To make matters worse, the person who wrote the Reddit article had moved across the country to take this position. Again, this is why I always insist on an initial remote period before discussing relocation in addition to an upfront written assurance that any and all relocation costs will be paid for directly. In other words, I don’t pay for them and wait to be reimbursed. And these requests are also always rebuffed.
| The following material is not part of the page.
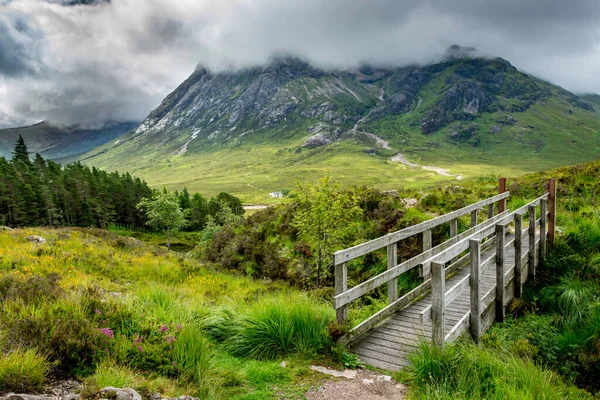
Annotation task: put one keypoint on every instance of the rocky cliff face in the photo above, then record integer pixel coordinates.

And I am also reluctant to authorize background investigations. Of course, the automatic reply to this is “What do you have that you don’t want us to see?” And my reply is “Nothing. And you should take my word for it. Otherwise you don’t trust me and why would I want to work for someone who doesn’t trust me?” I have offered to allow such investigations on the simple condition that I, and no one else gets to see the results first so I can validate the accuracy. Why? Just take a look at the Reddit article. This company had lax security measures that inadvertently permitted a day one employee unlimited access to production data. In turn, it resulted in a security breach. What if the company providing the background investigations has similar policies? It could result in the accidental misuse of my personal information. And I doubt I would be allowed to see the results of any security audit. A savvy person would be able to exploit security vulnerabilities, possibly undetected over a long period.